Любят у нас человека хоронить: чуть помрёт кто позначительней – весь город на улицы высыплется, словно праздник наступил или зрелище даётся, все идут за гробом даже как бы с удовольствием некоторым. Положим, – ежели жить скушно, и похоронам рад».

«Вот и март приспел, вчера был день Алексея, божьего человека, должна бы вода с гор бежать, а – морозно, хоть небо и ясно по-вешнему. Сегодня гуляли с Марком вокруг города, и весь путь он всё сказывал о трудной и печальной русской старине. Любит он народ и умеет внушать внимание к нему, да и к себе внушает любовь. Максима так перемесил, что парень за этот краткий срок стал на себя не похож, мягок, ласков и всё улыбается, словно пред ним любимая девица стоит. Только вот забывчивость одолела его: то забыл, другое не запомнил. Это – от книг, ест он книги, как молодой жеребец вешнюю траву.

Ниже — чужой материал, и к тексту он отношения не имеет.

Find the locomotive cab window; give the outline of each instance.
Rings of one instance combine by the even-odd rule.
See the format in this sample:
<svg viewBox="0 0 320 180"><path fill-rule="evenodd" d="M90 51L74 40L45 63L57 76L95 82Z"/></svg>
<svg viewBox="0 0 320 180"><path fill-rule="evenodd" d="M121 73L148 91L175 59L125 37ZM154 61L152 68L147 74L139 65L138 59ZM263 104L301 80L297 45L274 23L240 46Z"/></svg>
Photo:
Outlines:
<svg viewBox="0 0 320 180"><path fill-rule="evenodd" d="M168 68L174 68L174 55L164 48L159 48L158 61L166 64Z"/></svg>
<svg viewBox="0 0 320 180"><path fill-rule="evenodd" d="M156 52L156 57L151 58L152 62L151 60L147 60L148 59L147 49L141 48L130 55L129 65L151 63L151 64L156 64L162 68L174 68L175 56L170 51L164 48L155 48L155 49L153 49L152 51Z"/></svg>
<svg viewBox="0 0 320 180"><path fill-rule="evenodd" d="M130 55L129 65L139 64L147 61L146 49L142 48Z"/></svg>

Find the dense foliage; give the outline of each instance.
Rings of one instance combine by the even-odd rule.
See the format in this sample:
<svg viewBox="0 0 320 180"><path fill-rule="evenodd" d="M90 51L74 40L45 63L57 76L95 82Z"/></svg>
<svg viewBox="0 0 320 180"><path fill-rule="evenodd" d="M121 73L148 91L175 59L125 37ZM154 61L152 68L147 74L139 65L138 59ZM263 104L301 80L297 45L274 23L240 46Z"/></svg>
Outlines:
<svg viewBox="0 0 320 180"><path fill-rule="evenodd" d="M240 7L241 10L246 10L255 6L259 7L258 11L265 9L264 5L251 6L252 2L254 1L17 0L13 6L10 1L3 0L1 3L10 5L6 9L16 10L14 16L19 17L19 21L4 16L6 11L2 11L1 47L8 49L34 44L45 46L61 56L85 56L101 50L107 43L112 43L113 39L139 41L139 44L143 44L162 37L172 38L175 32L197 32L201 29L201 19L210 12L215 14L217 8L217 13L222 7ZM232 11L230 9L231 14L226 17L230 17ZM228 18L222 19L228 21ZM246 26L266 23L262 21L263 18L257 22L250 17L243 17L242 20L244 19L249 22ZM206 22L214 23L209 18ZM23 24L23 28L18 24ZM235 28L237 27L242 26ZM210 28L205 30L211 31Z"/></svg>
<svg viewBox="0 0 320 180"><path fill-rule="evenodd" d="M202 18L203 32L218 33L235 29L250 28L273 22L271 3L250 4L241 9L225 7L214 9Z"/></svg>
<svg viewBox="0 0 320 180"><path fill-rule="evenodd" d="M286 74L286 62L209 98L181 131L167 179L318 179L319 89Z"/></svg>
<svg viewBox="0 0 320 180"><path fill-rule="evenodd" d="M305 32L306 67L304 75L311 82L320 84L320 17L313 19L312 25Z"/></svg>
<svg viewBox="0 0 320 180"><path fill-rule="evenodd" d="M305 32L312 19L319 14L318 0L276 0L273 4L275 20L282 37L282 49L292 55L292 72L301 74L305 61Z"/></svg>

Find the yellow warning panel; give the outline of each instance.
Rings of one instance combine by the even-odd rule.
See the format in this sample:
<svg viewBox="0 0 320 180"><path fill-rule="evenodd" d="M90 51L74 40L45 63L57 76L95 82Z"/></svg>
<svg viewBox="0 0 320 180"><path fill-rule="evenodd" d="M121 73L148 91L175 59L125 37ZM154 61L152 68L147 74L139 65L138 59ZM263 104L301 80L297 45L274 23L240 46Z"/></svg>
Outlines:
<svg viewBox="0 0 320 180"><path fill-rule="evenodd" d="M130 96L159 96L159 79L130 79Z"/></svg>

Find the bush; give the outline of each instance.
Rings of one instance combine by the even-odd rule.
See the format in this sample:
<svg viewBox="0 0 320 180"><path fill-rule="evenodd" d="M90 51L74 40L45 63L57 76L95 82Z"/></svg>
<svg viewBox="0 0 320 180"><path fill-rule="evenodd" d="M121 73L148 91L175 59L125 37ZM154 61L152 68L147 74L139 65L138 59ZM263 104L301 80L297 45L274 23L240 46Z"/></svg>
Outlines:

Заметно, что дядя Марк предпочитает его мне, говорит с ним чаще и охотнее, чем со мной. Опасаюсь, не загордился бы парень.

Весело вчера говорил ему дядя Марк:

– Тело у нас – битое, а душа – крепка и не жила ещё, а всё пряталась в лесах, монастырях, в потёмках, в пьянстве, разгуле, бродяжестве да в самой себе. Духовно все мы ещё подростки, и жизни у нас впереди – непочат край. Не робь, ребята, выкарабкивайся! Встанет Русь, только верь в это, верою всё доброе создано, будем верить – и всё сумеем сделать.

Думаю я про него: должен был этот человек знать какое-то великое счастье, жил некогда великой и страшной радостью, горел в огне – осветился изнутри, не угасил его и себе, и по сей день светит миру душа его этим огнём, да не погаснет по вся дни жизни и до последнего часа.

Хорошо вчера говорил он Максиму:

– Нам, брат, не фыркать друг на друга надо, а, взяв друг друга крепко за руки, с доверием душевным всем бы спокойной работой дружно заняться для благоустройства земли нашей, пора нам научиться любить горемычную нашу Русь!

Приятно было слушать эти умные слова. Действительно, все фыркают, каждый норовит, как бы свою жизнь покрепче отгородить за счёт соседа, и оттого всеместная вражда и развал. Иной раз лежу я ночью, думаю, и вдруг поднимется в душе великий мятеж, выбежал бы на люди да и крикнул:

«Братцы! Россию-то пожалейте, дело-то древнее, на крови, на костях строенное!»

«Вася Савельев пропал, третьи сутки ищут, – нигде нет. Ефим прямо землю роет, прибежал ко мне, на губах пена, трясётся, кричит:

– Это вы, чернокнижники, смутили его. Ты, Максимка, должен всё знать, говори!

И шапку о землю бьёт.

А Максим почернел, глядит на Ефима волком и молчит. Накануне того как пропасть, был Вася у неизвестной мне швеи Горюшиной, Ефим прибежал к ней, изругал её, затолкал и, говорят, зря всё: Максим её знает, женщина хотя и молодая, а скромная и думать про себя дурно не позволяет, хоть принимала и Васю и Максима. Но при этом у неё в гостях попадья бывает, а к распутной женщине попадья не пошла бы.

Марк Васильич второй день чего-то грустен, ходит по горнице, курит непрерывно и свистит. Глаза ввалились, блестят неестественно, и слышать он хуже стал, всё переспрашивает, объясняя, что в ушах у него звон. В доме скушно, как осенью, а небо синё и солнце нежное, хоть и холодно ещё. Запаздывает весна».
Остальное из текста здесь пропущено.